Symbolische Geschlechterpolitik
Die Geschlechterordnung Saudi-Arabiens, und dafür charakteristisch die eingeschränkte Mobilität und Unmündigkeit saudischer Frauen, ist ein Phänomen des modernen saudischen Staates. Bis vor kurzem wurde die Interpretation dessen, was „der Islam“ erlaubt und verbietet, in Saudi-Arabien von einer Gruppe männlicher, religiöser Rechtsgelehrter festgelegt, die von der Regierung – ähnlich einer staatlichen Behörde – finanziert und ernannt wurden. Die Verquickung von Herrschaftsdiskurs und religiöser Doktrin geht auf das historische Bündnis (1744/45) zwischen dem islamischen Reformer Muhammad ibn Abd al-Wahhab (gest. 1792) und dem Begründer der Dynastie der Königsfamilie, Muhammad ibn Saud (gest. 1765), zurück. Im Gegenzug dafür, dass die Anhänger Abd al-Wahhabs die Al Saud als legitime, weltliche Herrscher anerkannten, setzten die Al Saud fortan in den unterworfenen Gebieten die Doktrin Abd al-Wahhabs durch.
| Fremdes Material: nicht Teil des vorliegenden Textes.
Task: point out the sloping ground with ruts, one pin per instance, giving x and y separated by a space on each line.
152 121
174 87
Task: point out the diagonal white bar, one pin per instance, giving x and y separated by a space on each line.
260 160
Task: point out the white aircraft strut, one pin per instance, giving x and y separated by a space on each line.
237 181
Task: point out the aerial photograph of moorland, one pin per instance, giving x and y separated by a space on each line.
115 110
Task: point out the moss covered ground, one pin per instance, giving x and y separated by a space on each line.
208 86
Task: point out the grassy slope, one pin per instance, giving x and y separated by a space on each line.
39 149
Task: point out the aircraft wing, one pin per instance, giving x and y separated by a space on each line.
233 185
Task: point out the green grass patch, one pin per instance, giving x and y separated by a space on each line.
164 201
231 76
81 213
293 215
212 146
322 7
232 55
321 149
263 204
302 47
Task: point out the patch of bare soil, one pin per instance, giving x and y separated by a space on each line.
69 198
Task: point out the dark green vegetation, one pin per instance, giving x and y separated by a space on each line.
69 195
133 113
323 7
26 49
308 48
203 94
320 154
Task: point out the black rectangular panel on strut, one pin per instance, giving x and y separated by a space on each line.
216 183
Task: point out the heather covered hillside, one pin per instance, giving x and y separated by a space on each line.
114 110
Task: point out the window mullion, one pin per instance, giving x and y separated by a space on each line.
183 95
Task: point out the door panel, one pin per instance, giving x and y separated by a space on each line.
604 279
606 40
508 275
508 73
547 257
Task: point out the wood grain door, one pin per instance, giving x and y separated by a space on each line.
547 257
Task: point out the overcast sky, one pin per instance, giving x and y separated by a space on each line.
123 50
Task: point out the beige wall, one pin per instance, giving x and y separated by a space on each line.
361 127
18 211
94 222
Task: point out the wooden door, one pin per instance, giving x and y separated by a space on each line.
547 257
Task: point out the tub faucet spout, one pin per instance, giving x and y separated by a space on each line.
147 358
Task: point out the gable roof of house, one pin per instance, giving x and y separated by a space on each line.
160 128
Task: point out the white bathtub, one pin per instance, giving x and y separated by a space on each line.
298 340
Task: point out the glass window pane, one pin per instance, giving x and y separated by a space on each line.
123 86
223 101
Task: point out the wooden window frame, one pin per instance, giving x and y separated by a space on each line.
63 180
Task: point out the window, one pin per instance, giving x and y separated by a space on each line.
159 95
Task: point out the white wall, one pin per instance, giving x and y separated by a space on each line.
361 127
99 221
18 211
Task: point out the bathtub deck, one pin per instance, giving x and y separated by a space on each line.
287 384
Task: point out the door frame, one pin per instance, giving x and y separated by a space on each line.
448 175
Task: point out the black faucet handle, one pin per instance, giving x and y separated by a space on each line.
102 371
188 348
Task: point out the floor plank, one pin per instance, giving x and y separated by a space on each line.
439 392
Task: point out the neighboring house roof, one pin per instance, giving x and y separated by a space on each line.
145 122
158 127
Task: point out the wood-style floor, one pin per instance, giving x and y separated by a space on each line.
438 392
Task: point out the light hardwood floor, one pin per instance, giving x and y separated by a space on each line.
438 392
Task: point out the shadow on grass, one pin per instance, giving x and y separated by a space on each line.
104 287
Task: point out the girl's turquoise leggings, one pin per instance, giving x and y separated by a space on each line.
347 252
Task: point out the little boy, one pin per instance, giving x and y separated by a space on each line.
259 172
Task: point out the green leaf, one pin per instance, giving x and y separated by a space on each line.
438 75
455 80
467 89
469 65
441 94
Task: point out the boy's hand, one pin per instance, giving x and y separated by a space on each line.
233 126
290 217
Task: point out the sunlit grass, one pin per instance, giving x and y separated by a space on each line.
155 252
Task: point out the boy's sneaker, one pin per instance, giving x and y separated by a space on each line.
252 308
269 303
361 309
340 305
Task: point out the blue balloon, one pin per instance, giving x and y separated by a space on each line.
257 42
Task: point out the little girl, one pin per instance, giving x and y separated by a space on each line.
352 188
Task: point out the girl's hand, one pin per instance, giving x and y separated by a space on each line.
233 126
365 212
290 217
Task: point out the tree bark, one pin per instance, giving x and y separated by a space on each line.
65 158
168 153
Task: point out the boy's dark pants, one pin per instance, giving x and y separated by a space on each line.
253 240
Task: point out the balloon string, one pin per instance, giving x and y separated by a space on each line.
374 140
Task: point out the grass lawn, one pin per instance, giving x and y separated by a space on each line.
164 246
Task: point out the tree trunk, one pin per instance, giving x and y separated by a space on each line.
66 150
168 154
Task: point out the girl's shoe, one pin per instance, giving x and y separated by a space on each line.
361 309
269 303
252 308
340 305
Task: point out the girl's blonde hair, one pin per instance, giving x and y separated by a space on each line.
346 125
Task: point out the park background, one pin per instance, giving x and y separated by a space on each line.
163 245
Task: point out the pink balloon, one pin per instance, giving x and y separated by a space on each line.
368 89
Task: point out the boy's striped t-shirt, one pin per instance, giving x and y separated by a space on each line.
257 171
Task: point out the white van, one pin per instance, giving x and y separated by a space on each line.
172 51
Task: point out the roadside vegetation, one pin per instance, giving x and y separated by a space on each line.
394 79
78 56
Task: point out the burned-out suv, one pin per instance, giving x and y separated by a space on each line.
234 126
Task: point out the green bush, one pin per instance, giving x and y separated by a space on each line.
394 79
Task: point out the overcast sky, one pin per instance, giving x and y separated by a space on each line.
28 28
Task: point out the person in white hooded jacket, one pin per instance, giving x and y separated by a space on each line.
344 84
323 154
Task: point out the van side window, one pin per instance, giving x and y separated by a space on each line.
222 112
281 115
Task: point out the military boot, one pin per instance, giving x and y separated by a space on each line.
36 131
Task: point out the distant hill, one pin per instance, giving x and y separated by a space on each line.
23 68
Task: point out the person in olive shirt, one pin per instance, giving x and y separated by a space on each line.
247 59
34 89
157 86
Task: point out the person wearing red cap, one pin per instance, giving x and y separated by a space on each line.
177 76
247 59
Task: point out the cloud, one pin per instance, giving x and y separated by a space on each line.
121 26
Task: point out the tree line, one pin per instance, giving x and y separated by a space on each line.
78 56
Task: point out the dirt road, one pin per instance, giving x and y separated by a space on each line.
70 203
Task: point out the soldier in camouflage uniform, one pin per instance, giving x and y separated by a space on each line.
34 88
Auch im modernen Saudi-Arabien verschaffte das Zweckbündnis zwischen den Al Saud und den religiösen Gelehrten dem Herrscherhaus Legitimität und erlaubten der Königsfamilie, sich als Stabilitätsanker in turbulenten Zeiten zu stilisieren. Die enormen Erdölreserven des Landes befeuerten die rasante Entwicklung vom Wüstenstaat hin zur Industrienation. Die politischen Krisenjahre 1979 und 1990/91 zeigen deutlich, dass die Legitimität der Königsfamilie in Anbetracht dieser herausfordernden gesellschaftlichen Veränderungen davon abhing, wie glaubhaft es ihr gelang, sich als Wahrer einer Gemeinschaft, die nach den Gesetzen Gottes lebte, zu präsentieren. Geschlechterpolitik im Sinne der wahhabitischen Gelehrten entwickelte sich dabei zum wichtigen Instrument der Herrschaftssicherung.

Frauen fordern Freiheit
Saudische Frauen – und Männer – stellten das offizielle Geschlechtermodell jedoch stets in Frage. Bereits in den 1960er Jahren beklagten sich wohlhabende saudische Frauen über die Langeweile, welche die – nunmehr politisch forcierte – Rolle als Hausfrau und Mutter mit sich brachte (zumal unzählige GastarbeiterInnen in vielen saudischen Familien nun die eigentliche Hausarbeit übernahmen). Um dem entgegenzuwirken, schlossen sich saudische Frauen bereits in den 1960er Jahren in Vereinen zusammen, die, getreu dem Motto „Hilfe von Frauen für Frauen“, Entfaltungsraum und berufliche Karrieren ermöglichten. Unterstützt durch das steigende Bildungsniveau dieser Schicht, die häufig von guten, privaten Bildungseinrichtungen und Auslandsaufenthalten profitierte, drängten Frauen in den 2000er Jahre zunehmend in Berufsgruppen, die gemeinhin als „Frauen-untypisch“ galten. Private saudische (Frauen-) Universitäten reagierten darauf mit Abschlüssen in Architektur, Design und Ingenieurwissenschaften. Besonders bedeutsam ist in diesem Kontext die Öffnung der Rechtswissenschaften für Frauen und, auf deren Druck, 2013 die Öffnung saudischer Gerichte für praktizierende Anwältinnen. Frauen drängten ebenfalls auf politische Verantwortungsübernahme. Während Frauen noch 2005 zu den Kommunalwahlen nicht zugelassen wurden, erreichten seitdem Menschenrechtskampagnen, dass saudische Frauen 2015 wählen und sich zur Wahl aufstellen durften. Bereits König ʿAbdallah (reg. 2005–2015) ernannte die erste weibliche (Vize-) Ministerin, Noura al-Fayez 2009, und nominierte 2013 immerhin 30 Frauen zur Teilnahme am Konsultativrat (majlis al-shura), dem höchsten politischen Gremium der Bürgerschaft. Gleichzeitig eroberten Frauen in Saudi-Arabien den Sport- und Kulturbereich. Sport für Frauen, zunächst von Privatleuten in Vereinen und Frauen Fitness Clubs organisiert, gehörte bereits in den 2000er Jahren zum durchschnittlichen Angebot privater Bildungseinrichtungen. Frauen in Kleingruppen, zum Power Walken und Joggen verabredet, eroberten den öffentlichen Raum der Großstädte.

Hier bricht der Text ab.